We recently intervened on behalf of our members in an upstate school district after it tried, not once, but twice, to get families to hand in their homeschool notice of intent (NOI) and Individualized Home Instruction Plans (IHIP) earlier than required.

Officials with the Kenmore-Town of Tonawanda Union Free School District sent the first letter to homeschool families on May 18. It stated that NOIs were due on June 9—three weeks earlier than the earliest deadline set by state regulations.

After we spoke with families and they raised objections with school officials about this wrong date, the district mailed a correction. The follow-up correspondence noted the earliest deadline for submitting the NOI—July 1. However, the district didn’t mention that parents can also submit their NOI within 14 days of beginning their homeschool program in the new school year.

The district also encouraged families to send in paperwork before July 1 to “ensure timely and efficient processing of the required documentation by the district and to allow families sufficient time to develop the IHIP.”

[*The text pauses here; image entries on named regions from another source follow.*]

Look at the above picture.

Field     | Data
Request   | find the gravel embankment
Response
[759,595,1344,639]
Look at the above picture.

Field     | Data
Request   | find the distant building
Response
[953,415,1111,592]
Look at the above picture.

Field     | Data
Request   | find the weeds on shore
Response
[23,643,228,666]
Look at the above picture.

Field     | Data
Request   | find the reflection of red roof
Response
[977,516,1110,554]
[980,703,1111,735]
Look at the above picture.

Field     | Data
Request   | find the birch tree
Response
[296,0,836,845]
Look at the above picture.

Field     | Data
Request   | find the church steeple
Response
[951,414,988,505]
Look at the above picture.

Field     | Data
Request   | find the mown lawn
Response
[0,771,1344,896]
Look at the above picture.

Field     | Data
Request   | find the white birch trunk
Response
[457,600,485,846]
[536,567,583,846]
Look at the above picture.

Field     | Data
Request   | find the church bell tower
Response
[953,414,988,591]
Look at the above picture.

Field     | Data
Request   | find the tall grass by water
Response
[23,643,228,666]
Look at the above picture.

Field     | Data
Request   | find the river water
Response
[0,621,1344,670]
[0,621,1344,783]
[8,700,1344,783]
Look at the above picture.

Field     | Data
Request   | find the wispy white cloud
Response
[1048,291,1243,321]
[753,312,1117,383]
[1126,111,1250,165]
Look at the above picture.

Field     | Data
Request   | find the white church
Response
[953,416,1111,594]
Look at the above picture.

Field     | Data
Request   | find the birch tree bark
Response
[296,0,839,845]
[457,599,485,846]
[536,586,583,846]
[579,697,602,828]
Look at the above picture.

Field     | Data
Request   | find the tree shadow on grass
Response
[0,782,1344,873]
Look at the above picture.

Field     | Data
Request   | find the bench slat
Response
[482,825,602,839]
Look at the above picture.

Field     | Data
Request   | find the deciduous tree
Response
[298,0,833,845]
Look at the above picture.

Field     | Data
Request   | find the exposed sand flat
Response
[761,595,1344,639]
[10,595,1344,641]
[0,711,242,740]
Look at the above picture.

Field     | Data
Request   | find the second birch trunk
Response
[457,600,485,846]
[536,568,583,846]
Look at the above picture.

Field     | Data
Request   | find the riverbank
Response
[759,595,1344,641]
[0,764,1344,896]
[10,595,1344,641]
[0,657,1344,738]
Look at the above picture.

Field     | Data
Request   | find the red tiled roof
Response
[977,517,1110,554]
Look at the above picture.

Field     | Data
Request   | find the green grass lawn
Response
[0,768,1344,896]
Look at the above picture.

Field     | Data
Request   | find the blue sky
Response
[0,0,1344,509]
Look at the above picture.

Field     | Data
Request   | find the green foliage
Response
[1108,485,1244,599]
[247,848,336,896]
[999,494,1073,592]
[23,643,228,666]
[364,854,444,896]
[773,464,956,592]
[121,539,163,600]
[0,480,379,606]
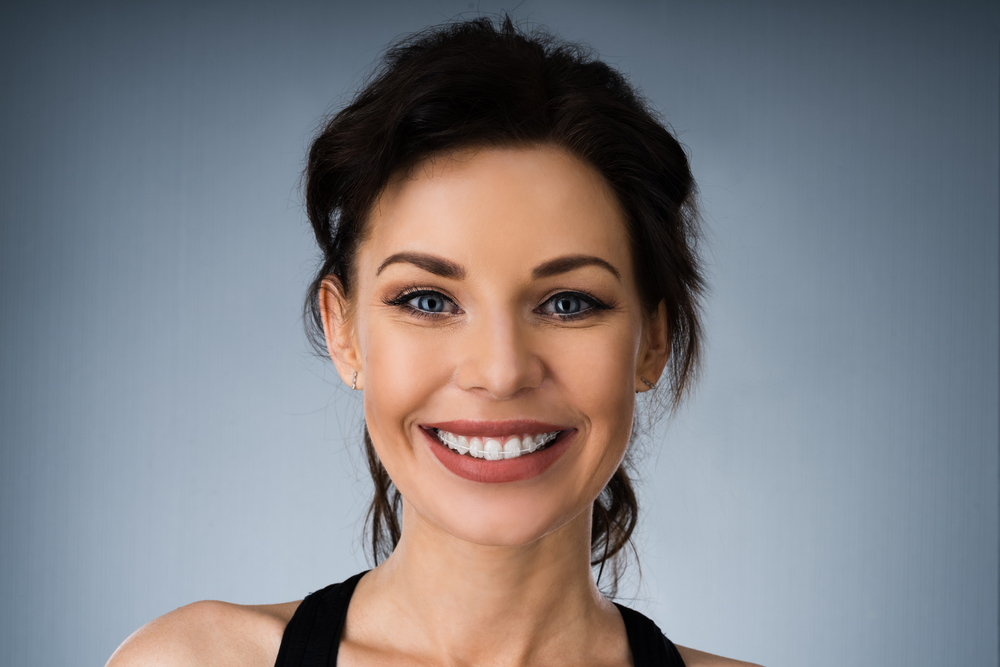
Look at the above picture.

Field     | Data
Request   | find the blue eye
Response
[406,292,453,313]
[543,292,595,317]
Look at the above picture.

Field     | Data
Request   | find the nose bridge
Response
[459,309,544,399]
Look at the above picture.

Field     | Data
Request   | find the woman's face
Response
[322,147,666,545]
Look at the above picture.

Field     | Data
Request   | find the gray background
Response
[0,0,1000,667]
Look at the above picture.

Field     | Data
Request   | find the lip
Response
[420,419,573,438]
[420,420,577,484]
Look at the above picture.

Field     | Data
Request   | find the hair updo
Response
[305,16,705,590]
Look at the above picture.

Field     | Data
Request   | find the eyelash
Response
[382,285,616,322]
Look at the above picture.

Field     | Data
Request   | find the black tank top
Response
[274,572,684,667]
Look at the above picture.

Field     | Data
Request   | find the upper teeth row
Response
[436,429,559,461]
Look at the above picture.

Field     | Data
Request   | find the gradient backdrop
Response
[0,0,1000,667]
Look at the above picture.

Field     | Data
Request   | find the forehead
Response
[359,146,631,274]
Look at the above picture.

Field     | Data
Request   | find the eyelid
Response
[535,289,615,321]
[382,284,462,318]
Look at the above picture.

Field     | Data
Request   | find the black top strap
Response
[615,602,684,667]
[274,572,684,667]
[274,570,367,667]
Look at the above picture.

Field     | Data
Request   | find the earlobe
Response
[319,275,363,389]
[635,301,670,393]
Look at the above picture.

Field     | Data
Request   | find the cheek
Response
[363,325,449,442]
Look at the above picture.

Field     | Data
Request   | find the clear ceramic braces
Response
[434,429,561,461]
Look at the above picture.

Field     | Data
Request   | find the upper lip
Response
[421,419,572,437]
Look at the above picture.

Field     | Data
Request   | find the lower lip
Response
[420,429,576,484]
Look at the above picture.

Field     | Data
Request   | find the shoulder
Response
[675,644,760,667]
[106,600,301,667]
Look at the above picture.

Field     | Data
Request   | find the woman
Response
[109,14,746,667]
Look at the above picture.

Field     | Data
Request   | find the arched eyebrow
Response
[375,252,465,280]
[531,255,622,281]
[375,252,621,281]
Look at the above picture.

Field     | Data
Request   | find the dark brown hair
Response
[305,17,704,590]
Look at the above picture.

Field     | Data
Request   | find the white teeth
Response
[469,438,485,459]
[503,438,521,459]
[435,429,560,461]
[483,438,503,461]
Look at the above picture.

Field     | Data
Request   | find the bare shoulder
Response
[106,600,301,667]
[677,646,760,667]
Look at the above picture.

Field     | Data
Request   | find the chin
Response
[414,486,586,547]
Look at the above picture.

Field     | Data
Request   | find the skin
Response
[109,147,748,667]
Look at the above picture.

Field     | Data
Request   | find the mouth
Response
[433,428,562,461]
[421,420,576,483]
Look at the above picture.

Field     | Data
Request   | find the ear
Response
[319,275,364,389]
[635,301,670,392]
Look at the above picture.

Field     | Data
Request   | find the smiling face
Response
[321,147,667,545]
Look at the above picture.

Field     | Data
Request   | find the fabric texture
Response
[274,572,684,667]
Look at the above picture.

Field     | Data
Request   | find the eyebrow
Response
[375,252,621,280]
[531,255,622,281]
[375,252,465,280]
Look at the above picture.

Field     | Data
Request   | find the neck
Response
[359,503,623,664]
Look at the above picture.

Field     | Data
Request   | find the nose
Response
[456,313,545,400]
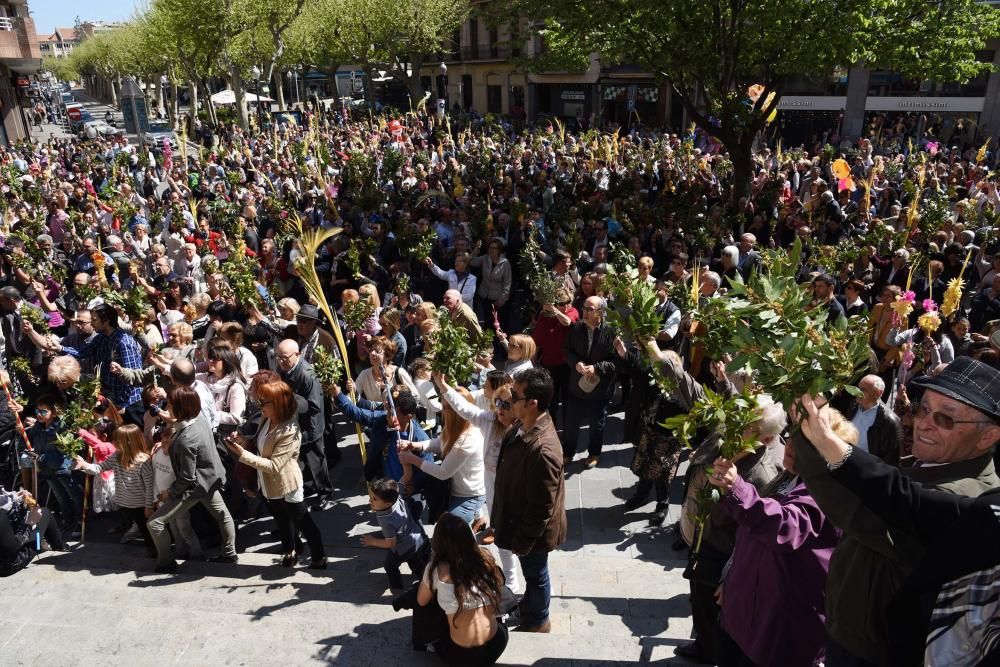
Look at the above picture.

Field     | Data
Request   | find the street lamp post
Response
[250,65,264,131]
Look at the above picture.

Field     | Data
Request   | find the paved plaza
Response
[0,418,691,666]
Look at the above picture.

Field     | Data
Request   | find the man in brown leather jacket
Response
[492,368,566,632]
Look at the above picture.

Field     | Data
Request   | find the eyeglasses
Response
[913,403,989,431]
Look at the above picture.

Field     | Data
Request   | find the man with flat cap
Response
[295,303,340,466]
[794,357,1000,667]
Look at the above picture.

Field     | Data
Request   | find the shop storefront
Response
[601,82,664,127]
[534,83,596,124]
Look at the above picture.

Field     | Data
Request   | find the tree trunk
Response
[170,79,181,128]
[229,65,250,130]
[274,74,285,111]
[188,81,198,126]
[365,67,375,113]
[724,141,753,204]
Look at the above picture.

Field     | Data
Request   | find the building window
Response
[486,86,503,113]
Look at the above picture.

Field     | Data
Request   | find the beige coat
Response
[240,417,302,498]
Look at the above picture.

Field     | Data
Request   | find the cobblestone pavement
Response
[0,410,691,666]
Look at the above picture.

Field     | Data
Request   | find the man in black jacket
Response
[563,296,615,468]
[275,340,333,510]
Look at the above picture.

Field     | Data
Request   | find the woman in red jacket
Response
[531,287,580,425]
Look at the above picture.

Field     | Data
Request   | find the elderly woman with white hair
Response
[708,403,858,667]
[646,348,788,664]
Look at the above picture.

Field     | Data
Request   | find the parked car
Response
[78,118,125,139]
[142,121,178,148]
[69,105,97,136]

Keep the Focus on Students

We found this attempt to rush families into submitting their homeschool paperwork early especially concerning. Instead of focusing on parents’ efforts to develop customized learning plans that best meet their children’s needs and interests, these letters seemed aimed at easing the administrative burden for district officials.

It’s not that we don’t sympathize. New York requires a lot of homeschool paperwork, and some districts struggle to process it in the time allotted by law.

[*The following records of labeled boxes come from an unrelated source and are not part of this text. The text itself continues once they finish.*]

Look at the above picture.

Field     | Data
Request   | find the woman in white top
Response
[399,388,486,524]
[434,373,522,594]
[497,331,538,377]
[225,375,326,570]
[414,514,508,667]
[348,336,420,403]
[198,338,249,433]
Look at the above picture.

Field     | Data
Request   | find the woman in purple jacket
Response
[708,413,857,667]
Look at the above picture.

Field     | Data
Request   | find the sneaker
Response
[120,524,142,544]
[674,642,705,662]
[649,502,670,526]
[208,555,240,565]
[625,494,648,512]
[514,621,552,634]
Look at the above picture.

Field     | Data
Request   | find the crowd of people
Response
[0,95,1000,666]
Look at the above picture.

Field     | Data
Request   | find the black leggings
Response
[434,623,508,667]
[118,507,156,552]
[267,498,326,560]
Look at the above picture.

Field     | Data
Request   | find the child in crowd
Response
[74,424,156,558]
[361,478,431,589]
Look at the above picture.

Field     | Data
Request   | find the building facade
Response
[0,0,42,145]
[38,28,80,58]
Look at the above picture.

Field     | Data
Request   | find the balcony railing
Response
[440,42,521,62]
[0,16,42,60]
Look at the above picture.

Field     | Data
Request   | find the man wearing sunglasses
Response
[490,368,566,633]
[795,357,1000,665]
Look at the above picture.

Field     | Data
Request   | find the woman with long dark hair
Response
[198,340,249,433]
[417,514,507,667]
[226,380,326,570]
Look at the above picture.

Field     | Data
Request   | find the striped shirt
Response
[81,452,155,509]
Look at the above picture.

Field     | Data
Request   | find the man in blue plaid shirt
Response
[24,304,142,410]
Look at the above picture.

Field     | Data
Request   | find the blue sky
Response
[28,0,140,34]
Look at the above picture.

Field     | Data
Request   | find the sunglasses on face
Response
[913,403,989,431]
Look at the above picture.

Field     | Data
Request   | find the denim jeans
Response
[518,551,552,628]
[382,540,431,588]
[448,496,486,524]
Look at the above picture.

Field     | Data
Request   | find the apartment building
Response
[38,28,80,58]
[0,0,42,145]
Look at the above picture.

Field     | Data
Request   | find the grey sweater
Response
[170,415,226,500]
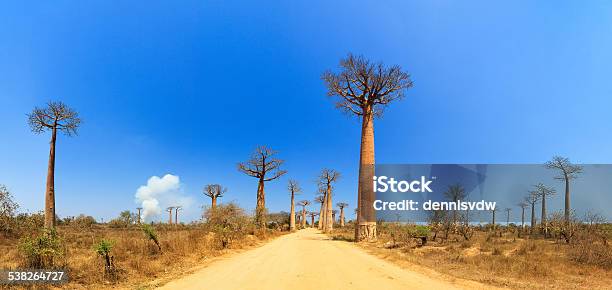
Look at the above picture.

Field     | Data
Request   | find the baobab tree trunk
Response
[540,194,548,236]
[564,174,570,225]
[531,203,535,234]
[45,124,57,229]
[317,197,326,230]
[289,191,295,231]
[323,186,334,232]
[355,107,376,241]
[255,178,266,227]
[521,206,525,230]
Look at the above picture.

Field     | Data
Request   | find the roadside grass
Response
[0,220,284,289]
[330,226,612,289]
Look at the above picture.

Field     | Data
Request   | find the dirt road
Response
[161,229,482,290]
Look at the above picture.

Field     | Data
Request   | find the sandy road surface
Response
[161,229,482,290]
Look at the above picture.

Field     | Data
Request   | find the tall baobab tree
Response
[546,156,582,224]
[336,202,348,227]
[314,195,325,230]
[322,54,412,241]
[298,200,310,228]
[136,207,142,224]
[535,183,557,235]
[28,102,81,229]
[204,184,227,209]
[444,184,465,225]
[525,190,540,234]
[174,206,183,225]
[319,168,340,232]
[287,179,302,231]
[308,211,319,228]
[504,207,512,227]
[166,206,174,225]
[238,146,287,227]
[517,201,528,230]
[491,207,497,231]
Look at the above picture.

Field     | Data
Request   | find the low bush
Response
[19,229,66,269]
[204,203,254,248]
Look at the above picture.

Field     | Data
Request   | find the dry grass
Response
[0,225,280,289]
[332,227,612,289]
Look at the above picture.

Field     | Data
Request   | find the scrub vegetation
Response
[0,187,289,289]
[331,211,612,289]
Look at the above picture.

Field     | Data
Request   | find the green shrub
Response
[94,239,117,280]
[142,224,161,252]
[204,203,254,248]
[19,229,65,269]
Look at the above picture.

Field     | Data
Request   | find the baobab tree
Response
[504,207,512,227]
[546,156,583,224]
[298,200,310,228]
[314,194,325,230]
[444,184,465,225]
[517,201,528,229]
[204,184,227,209]
[136,207,142,224]
[308,211,319,228]
[166,206,174,225]
[287,179,300,231]
[319,168,340,232]
[491,207,497,231]
[322,54,412,241]
[336,202,348,227]
[28,102,81,229]
[535,183,557,236]
[238,146,287,227]
[525,190,540,234]
[174,206,183,225]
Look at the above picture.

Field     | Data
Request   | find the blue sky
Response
[0,1,612,219]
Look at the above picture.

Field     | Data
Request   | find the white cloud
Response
[135,174,192,220]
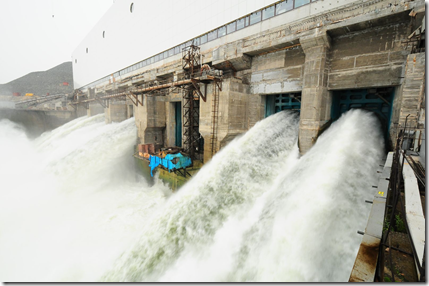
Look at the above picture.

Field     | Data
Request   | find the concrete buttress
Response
[299,29,332,154]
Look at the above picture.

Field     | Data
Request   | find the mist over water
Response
[0,110,383,282]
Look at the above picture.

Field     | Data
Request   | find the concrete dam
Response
[0,0,425,282]
[0,111,384,281]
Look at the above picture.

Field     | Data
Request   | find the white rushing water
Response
[0,111,383,282]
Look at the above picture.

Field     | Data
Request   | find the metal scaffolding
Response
[71,45,222,159]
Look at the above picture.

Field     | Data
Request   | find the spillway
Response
[0,110,383,282]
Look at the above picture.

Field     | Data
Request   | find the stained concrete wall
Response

But until the regulations are changed for the benefit of all, they are what they are, and they can’t be altered on a whim for the convenience of overwhelmed officials.

In fact, New York’s homeschool regulations include flexibility for homeschool families. As mentioned above, parents who are still finalizing their education plans or who begin homeschooling during the traditional school year can submit an NOI after July 1. And the regulations guarantee parents at least four weeks to complete IHIPs.

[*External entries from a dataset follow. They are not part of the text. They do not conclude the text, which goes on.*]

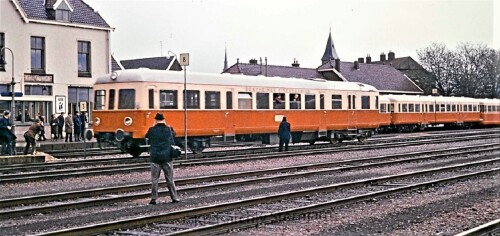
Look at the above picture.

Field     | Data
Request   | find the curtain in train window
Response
[332,94,342,109]
[118,89,135,109]
[94,90,106,110]
[185,90,200,109]
[238,93,252,109]
[257,93,269,109]
[306,94,316,109]
[205,91,220,109]
[160,90,177,109]
[361,96,370,109]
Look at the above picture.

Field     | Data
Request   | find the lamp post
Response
[0,47,16,155]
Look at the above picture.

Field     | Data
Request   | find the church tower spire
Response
[321,29,340,64]
[222,43,228,72]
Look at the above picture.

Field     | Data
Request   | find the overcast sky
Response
[84,0,500,73]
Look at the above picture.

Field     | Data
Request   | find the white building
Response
[0,0,113,136]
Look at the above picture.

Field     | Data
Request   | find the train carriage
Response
[93,69,380,156]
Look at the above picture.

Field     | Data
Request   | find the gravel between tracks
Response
[0,137,491,199]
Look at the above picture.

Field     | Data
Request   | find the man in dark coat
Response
[73,112,82,142]
[0,111,16,156]
[57,112,64,139]
[278,117,291,152]
[24,119,42,155]
[146,113,179,205]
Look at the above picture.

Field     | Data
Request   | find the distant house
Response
[223,33,422,94]
[117,56,182,71]
[372,52,435,95]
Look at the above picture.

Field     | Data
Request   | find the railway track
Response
[46,128,500,159]
[22,148,500,235]
[0,144,500,234]
[0,133,498,184]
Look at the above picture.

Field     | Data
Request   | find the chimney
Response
[380,52,385,61]
[387,51,396,61]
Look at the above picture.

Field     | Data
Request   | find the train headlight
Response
[123,117,132,126]
[109,71,118,80]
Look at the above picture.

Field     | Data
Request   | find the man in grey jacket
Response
[146,113,179,205]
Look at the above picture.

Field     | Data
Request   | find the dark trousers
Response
[278,138,290,152]
[24,136,36,155]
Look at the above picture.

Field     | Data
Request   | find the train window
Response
[319,94,325,110]
[257,93,269,109]
[238,93,252,109]
[205,91,220,109]
[273,93,285,109]
[401,104,408,112]
[185,90,200,109]
[226,92,233,109]
[290,93,301,109]
[380,104,387,113]
[118,89,135,109]
[94,90,106,110]
[148,89,155,109]
[440,104,446,112]
[108,89,115,110]
[160,90,177,109]
[361,96,370,109]
[306,94,316,109]
[332,94,342,109]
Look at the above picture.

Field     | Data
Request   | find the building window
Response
[332,95,342,109]
[0,33,5,71]
[160,90,177,109]
[205,91,220,109]
[56,10,70,22]
[24,84,52,96]
[31,36,45,74]
[118,89,135,109]
[78,41,91,77]
[184,90,200,109]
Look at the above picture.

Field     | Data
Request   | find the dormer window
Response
[56,9,70,22]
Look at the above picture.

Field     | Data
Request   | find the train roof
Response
[383,94,480,103]
[95,69,377,91]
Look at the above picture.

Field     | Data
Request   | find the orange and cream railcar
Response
[479,99,500,126]
[93,69,380,156]
[384,95,481,131]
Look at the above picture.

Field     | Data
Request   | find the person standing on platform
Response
[57,112,64,139]
[73,111,82,142]
[80,111,89,140]
[50,114,59,141]
[0,111,16,156]
[278,117,292,152]
[64,113,73,142]
[146,113,179,205]
[24,119,42,155]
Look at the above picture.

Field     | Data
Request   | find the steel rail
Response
[38,157,500,235]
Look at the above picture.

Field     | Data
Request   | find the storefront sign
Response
[24,74,54,83]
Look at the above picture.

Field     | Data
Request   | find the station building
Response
[0,0,113,136]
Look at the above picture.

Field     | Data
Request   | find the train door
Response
[224,91,236,142]
[347,94,357,129]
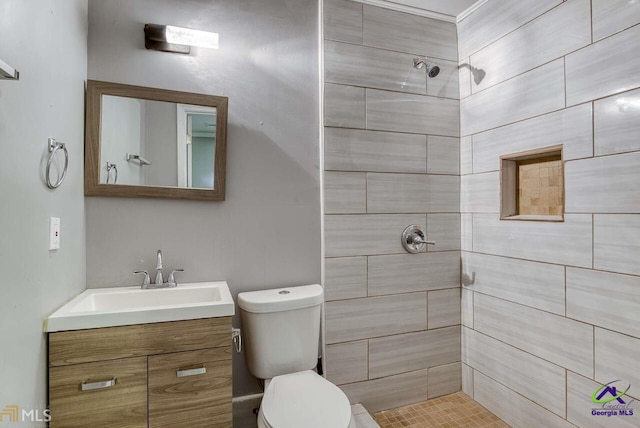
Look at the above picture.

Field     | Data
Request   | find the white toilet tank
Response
[238,284,324,379]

What really needs to happen is for New York lawmakers to recognize that the success of modern home education shows homeschool families deserve to be empowered, not regulated. Just this year, legislators in Vermont and Ohio attested to this truth by streamlining homeschool laws in their states.

Meanwhile, HSLDA remains happy to help our members navigate the Empire State’s regulations. I promise you, we’ll never tell you we’re too busy to assist.